Injection site events (pain and site reactions; 15%) and vomiting (5%) occur with IV acetaminophen . Rash, fever, thrombocytopenia, leukopenia, and neutropenia have been reported in children . Serious skin reactions have been reported from patients who were rechallenged with acetaminophen and had a recurrence of a serious skin reaction. Hypothermia did not develop in 99 neonates (93 normothermic and 6 with fever) administered IV acetaminophen. Although data are limited for neonates, in children liver toxicity occurs with excessive doses or after prolonged administration (greater than 48 hours) of therapeutic doses. Hepatotoxicity occurred in less than 0.01% of children administered therapeutic doses of acetaminophen, in a systemic review (n=32,424; studies=62). The estimated risk for minor or major hepatic events was 0.031% (95% CI, 0.015% to 0.057%). No significant increases in liver enzymes were observed after a median duration of 60 hours (6 to 480 hours) and a median of 9 (2 to 80) doses of IV acetaminophen (20 mg/kg loading dose; 10 mg/kg (every 6 hours for more than 36 weeks postmenstrual age (PMA), every 8 hours for 31 to 36 weeks PMA, and every 12 hours for less than 31 weeks postmenstrual age) in 189 infants (1 day to 182 days of age; 30 to 55 weeks PMA), in a retrospective analysis.

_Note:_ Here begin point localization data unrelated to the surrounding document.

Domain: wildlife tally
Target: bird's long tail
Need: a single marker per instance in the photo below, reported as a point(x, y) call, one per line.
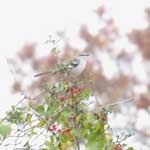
point(43, 73)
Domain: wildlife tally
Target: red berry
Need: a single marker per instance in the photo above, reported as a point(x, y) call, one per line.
point(62, 98)
point(54, 126)
point(59, 131)
point(71, 117)
point(50, 128)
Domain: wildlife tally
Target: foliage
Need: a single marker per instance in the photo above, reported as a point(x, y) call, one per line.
point(63, 119)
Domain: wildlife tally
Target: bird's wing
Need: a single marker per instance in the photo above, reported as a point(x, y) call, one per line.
point(75, 62)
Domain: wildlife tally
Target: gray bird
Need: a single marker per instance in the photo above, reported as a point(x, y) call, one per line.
point(73, 67)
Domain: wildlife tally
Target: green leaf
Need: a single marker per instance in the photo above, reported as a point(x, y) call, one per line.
point(5, 130)
point(40, 109)
point(130, 148)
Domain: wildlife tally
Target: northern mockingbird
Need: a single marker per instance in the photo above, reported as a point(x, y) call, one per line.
point(73, 67)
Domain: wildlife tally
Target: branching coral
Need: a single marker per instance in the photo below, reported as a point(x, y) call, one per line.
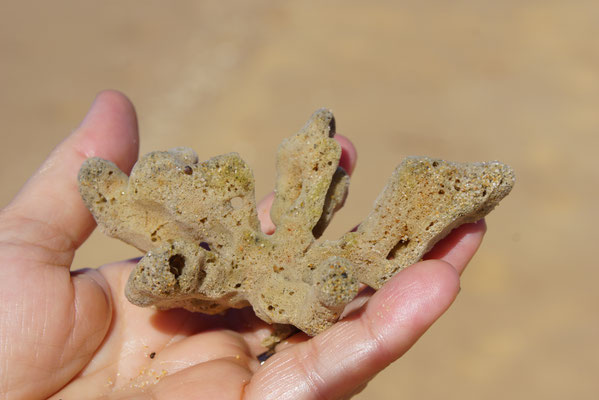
point(197, 223)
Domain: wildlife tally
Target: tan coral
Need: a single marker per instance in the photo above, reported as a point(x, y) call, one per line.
point(206, 252)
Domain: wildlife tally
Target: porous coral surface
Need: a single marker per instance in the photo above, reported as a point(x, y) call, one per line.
point(198, 224)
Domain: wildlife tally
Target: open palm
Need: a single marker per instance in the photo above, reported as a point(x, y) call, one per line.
point(73, 335)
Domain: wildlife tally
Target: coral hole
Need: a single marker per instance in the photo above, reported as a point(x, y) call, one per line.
point(176, 264)
point(397, 248)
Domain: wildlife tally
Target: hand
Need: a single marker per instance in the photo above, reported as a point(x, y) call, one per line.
point(74, 335)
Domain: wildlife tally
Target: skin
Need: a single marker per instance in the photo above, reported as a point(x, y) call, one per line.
point(73, 335)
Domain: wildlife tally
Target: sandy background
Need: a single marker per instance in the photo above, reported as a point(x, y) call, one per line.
point(479, 80)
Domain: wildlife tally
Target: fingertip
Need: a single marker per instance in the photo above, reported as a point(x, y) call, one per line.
point(263, 210)
point(349, 155)
point(416, 297)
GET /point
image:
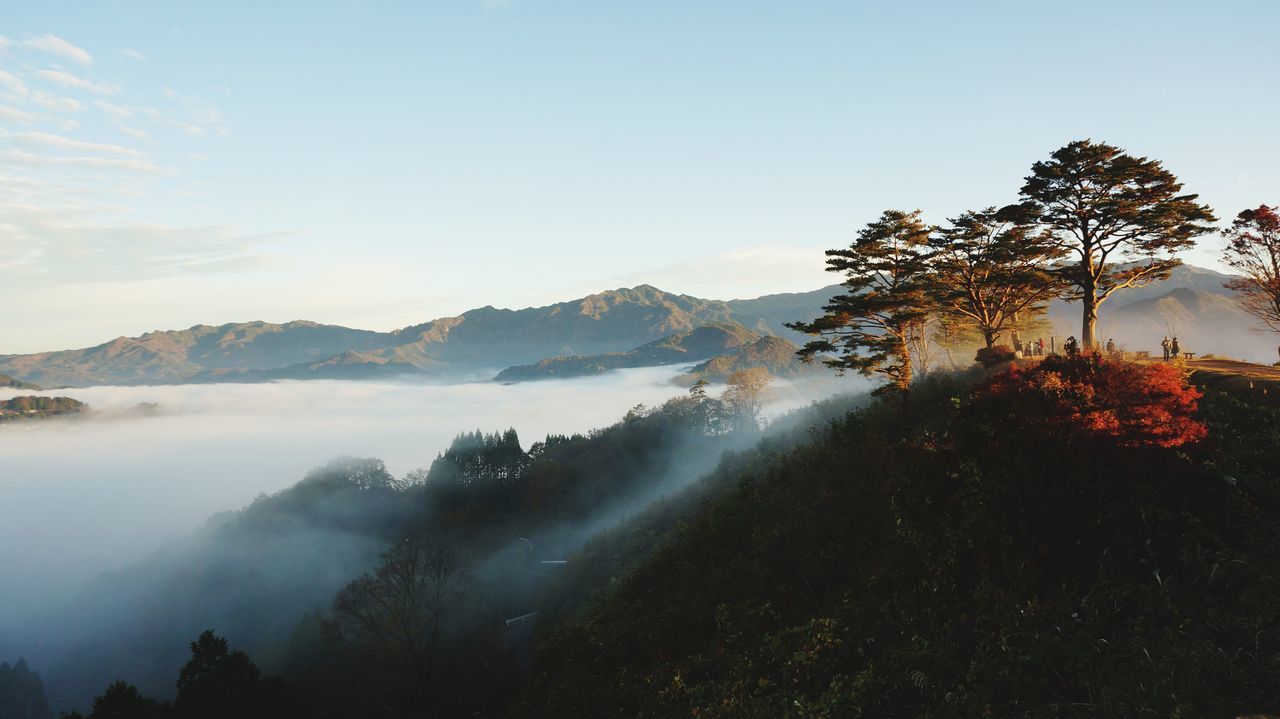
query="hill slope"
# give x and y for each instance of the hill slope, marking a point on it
(615, 321)
(959, 566)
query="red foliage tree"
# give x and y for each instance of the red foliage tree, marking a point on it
(1089, 397)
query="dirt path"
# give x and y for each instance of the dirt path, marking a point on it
(1234, 367)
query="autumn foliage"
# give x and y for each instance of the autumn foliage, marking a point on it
(1089, 397)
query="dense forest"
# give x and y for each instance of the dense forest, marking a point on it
(35, 407)
(1077, 536)
(1033, 535)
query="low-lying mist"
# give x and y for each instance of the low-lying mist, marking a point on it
(87, 495)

Acute liver failure occurred in an 11-month-old boy who received therapeutic doses of oral acetaminophen for a prolonged duration (10 days)

BLACK BOX WARNING

Prevent acetaminophen injection dosing errors, which may result in accidental overdose and death, by confirming that doses in milligrams (mg) are not confused with doses in milliliters (mL); that patients under 50 kg receive weight-based doses; that infusion pumps are programmed correctly; and that the total dose of acetaminophen from all routes and from all sources does not exceed daily limits. Life-threatening cases of acute hepatic failure leading to liver transplant or death have been linked with acetaminophen use. In most cases of hepatic injury, acetaminophen doses exceeded maximum daily limits and often involved the use of more than 1 acetaminophen-containing product.

ADMINISTRATION

  • Intravenous: Intravenous: Administer IV over 15 minutes (10 mg/mL). Withdraw appropriate dose and administer in bottle, bag, or IV syringe; dose should be administered within 6 hours. Exercise caution when calculating the dose in milligrams and administering the dose in milliliters. The administered volume in a neonate should always be 7.5 mL or less.

MONITORING

Assess for signs of pain. Monitor temperature. Assess liver function. Serum acetaminophen concentration is obtained only to assess toxicity.